By JIM KERNAGHAN -- Free Press Sports Columnist
SYDNEY -- The Thorpedo collided with a Hoogenband on Monday and got the worst of the collision.
A roaring crowd of 17,500 tailed off to a pained hush as Australia's newest sports hero, Ian Thorpe, failed to make a dent in Dutchman Pieter van den Hoogenband in a 200-metre freestyle final showdown.
Hoogie did a boogie, stealing the show by breaking the world record he set two days ago in the heats. His time of one minute, 45.35 seconds edged the crowd's 17-year-old hero by 48/100ths of a second.
"Tactics?" responded the affable Dutchman to a reporter's question. "I just wanted to get the best out of this body. On the last turn, I pushed off and said to myself I really want this gold medal."
Van den Hoogenband watched from afar as Thorpe shattered world records the past year. "I was home training.
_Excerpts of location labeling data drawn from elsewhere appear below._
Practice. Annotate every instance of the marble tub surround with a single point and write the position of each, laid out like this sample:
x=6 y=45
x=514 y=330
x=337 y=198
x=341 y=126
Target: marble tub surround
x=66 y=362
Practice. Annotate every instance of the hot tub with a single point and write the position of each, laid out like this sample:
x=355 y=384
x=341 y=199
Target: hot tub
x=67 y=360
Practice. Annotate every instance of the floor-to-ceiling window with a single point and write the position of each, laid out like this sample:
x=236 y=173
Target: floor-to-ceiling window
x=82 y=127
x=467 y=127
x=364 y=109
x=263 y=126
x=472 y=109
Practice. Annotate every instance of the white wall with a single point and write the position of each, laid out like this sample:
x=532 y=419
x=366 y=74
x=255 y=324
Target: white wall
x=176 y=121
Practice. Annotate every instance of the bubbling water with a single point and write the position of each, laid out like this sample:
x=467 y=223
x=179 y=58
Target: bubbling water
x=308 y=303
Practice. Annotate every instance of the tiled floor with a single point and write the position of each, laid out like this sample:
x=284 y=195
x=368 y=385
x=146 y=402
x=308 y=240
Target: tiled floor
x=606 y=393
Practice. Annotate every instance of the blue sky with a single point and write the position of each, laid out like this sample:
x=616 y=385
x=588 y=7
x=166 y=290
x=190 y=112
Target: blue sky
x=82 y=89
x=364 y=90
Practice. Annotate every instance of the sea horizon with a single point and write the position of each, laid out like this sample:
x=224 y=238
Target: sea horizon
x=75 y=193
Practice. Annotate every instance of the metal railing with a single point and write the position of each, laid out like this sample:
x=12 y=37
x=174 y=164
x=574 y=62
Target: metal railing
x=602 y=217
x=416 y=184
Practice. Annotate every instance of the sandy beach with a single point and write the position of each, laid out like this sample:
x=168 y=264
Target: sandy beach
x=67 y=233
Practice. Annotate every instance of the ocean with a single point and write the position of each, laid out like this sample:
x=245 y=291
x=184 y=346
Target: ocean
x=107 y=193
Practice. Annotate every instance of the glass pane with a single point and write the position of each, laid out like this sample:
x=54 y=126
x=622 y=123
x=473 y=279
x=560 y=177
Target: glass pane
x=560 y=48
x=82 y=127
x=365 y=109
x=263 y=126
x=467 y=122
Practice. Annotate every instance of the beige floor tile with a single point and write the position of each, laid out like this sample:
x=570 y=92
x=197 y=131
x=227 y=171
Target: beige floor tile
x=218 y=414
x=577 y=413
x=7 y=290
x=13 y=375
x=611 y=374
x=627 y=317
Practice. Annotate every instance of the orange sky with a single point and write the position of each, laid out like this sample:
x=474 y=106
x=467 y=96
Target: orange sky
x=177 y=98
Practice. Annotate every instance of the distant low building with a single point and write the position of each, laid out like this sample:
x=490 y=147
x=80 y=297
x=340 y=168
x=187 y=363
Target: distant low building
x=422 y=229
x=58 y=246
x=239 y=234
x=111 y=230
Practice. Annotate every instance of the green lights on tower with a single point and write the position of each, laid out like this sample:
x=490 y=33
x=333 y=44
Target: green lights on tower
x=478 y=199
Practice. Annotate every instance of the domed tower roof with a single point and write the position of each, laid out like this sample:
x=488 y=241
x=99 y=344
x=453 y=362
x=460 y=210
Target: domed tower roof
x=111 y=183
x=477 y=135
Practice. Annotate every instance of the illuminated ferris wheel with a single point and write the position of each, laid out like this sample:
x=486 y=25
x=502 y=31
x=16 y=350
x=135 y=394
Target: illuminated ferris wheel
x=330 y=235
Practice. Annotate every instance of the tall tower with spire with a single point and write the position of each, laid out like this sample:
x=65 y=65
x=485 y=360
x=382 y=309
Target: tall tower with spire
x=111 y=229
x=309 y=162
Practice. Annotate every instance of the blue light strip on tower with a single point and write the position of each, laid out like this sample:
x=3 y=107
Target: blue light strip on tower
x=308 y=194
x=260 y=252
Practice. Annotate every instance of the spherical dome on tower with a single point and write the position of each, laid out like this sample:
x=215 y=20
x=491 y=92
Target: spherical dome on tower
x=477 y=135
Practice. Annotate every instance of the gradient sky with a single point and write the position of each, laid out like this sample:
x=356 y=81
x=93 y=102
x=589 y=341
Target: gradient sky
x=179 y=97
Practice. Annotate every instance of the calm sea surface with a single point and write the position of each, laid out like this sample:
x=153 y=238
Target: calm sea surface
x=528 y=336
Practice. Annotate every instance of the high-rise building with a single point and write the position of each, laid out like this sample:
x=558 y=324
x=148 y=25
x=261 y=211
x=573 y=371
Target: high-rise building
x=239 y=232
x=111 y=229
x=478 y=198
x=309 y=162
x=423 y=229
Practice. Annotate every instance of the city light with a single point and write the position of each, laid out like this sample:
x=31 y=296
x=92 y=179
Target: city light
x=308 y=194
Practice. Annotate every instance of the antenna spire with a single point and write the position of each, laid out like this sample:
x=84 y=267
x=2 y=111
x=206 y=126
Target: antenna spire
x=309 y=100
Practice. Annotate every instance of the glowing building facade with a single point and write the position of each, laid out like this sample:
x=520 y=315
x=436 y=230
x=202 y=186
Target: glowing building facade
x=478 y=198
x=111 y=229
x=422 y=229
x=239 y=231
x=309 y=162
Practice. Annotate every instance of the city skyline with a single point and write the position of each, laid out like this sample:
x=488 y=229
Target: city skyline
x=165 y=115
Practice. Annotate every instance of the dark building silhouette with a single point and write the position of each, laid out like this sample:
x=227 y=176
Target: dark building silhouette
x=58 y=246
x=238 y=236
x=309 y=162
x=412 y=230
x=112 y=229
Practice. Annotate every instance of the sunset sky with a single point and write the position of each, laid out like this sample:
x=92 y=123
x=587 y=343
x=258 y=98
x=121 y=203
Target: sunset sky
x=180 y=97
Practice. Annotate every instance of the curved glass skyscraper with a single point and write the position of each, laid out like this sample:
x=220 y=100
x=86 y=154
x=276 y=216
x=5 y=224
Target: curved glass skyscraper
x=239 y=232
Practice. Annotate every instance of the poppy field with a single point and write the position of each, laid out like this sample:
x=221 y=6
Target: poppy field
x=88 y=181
He motivated me."
Italy's Massimiliano Rosolino won the bronze in 1:46.65.
Thorpe, who has two golds and a silver so far, lived up to his reputation for being completely unaffected by his celebrity status.
"A great athlete beat me," Thorpe said. "I'm happy with the way I raced. I'm disappointed in my time but not (in) the result. This is the Olympic Games and all the best athletes in the world are here. It's a privilege to be here."
Thorpe had congratulated van den Hoogenband on his world record two days ago.
"Sure, I congratulated him on his performance and asked him to enjoy it." The towering Aussie with the giant feet (size 17 or 18, depending on who's telling it) has been described as everything from Superman to a swimming machine. He dismissed notions of being under pressure.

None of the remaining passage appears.